La industria del espectáculo en el Perú se proyecta como uno de los sectores con mejor desempeño en 2026. Según estimaciones de la Cámara de Comercio de Lima, este rubro podría crecer entre 5% y 7% en movimiento económico y asistencia de público, consolidando una tendencia de recuperación y expansión que viene ganando fuerza en los últimos años. Más allá de la cartelera artística, este avance refleja cómo el entretenimiento en vivo se ha convertido en una actividad con impacto empresarial, cultural y económico cada vez más visible.
El panorama resulta especialmente alentador porque muestra a un Perú que comienza a afirmarse como una plaza atractiva dentro del circuito regional de conciertos. Si bien Lima todavía se encuentra detrás de mercados como Brasil, Argentina, Colombia y Chile en recepción de grandes giras internacionales, el crecimiento reciente demuestra que el país avanza con paso sostenido. La recuperación observada en 2025, sumada al interés del público por eventos internacionales, crea una base favorable para que 2026 cierre con cifras récord.
Los indicadores son claros. Durante el primer semestre de 2025 se emitieron 105 licencias para eventos, con una recaudación cercana a los S/7 millones en derechos de autor. A ello se suma que, en lo que va de 2026, la cartelera peruana ya registra 50 conciertos masivos confirmados. Recintos como el Estadio Nacional, el Estadio San Marcos y la Arena Costa Verde se consolidan como escenarios clave para una oferta que reúne artistas de distintos géneros y públicos.
Sin embargo, el verdadero valor de esta expansión no está solo en los shows programados, sino en el efecto multiplicador que genera sobre otros sectores.

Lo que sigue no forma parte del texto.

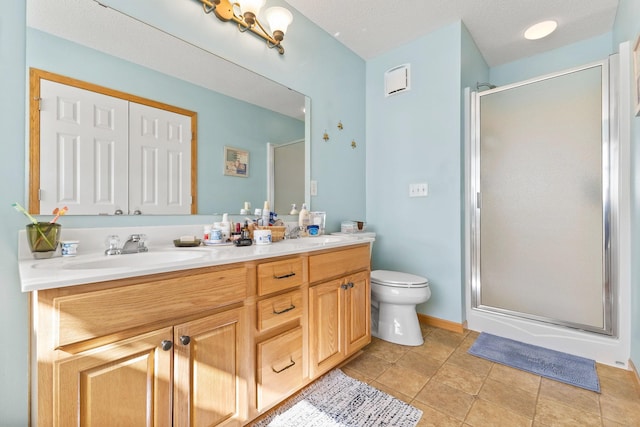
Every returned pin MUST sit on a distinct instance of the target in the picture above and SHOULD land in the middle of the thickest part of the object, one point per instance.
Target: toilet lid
(398, 279)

Cada gran concierto moviliza miles de personas y activa cadenas económicas que benefician al turismo, la hotelería, el transporte, la gastronomía y los servicios complementarios. El gasto por persona, que puede fluctuar entre S/80 y S/1.000 según la experiencia adquirida, confirma que el entretenimiento en vivo no es un fenómeno aislado, sino una plataforma de consumo que dinamiza la economía urbana.

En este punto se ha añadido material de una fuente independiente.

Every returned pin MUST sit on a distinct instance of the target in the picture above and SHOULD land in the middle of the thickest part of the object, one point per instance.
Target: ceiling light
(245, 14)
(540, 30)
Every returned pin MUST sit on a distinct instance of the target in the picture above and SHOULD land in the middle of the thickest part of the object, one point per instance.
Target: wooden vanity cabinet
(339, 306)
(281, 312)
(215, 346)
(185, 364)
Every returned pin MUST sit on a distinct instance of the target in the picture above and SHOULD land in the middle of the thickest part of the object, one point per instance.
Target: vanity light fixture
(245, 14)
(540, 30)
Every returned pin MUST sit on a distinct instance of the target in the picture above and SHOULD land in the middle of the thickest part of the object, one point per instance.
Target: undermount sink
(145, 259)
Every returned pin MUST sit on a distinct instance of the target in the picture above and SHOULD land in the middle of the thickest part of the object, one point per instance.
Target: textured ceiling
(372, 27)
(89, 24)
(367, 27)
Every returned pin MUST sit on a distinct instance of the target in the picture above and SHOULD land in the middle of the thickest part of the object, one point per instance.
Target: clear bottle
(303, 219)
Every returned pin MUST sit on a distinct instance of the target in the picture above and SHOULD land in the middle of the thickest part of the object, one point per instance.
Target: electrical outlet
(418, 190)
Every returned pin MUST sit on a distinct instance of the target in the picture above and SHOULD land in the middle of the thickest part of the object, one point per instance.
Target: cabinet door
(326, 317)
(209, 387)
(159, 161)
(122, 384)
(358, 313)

Además, la evolución hacia experiencias VIP y servicios premium abre nuevas oportunidades para las empresas vinculadas al sector. Esto obliga a pensar el espectáculo no solo como cultura y ocio, sino también como una industria con capacidad de generar empleo, atraer inversión y fortalecer la imagen del país como destino de eventos internacionales.
La proyección de crecimiento de hasta 7% para la industria del espectáculo en 2026 confirma que este sector vive un momento de expansión prometedor. El reto será sostener ese impulso con mejor infraestructura, mayor competitividad regional y una visión empresarial de largo plazo.
Reflexión final
Cuando un país fortalece su industria del entretenimiento, no solo amplía su oferta cultural: también impulsa oportunidades, activa mercados y proyecta confianza. El espectáculo, bien gestionado, puede ser mucho más que un evento: puede ser una señal de desarrollo. (Foto: Andina).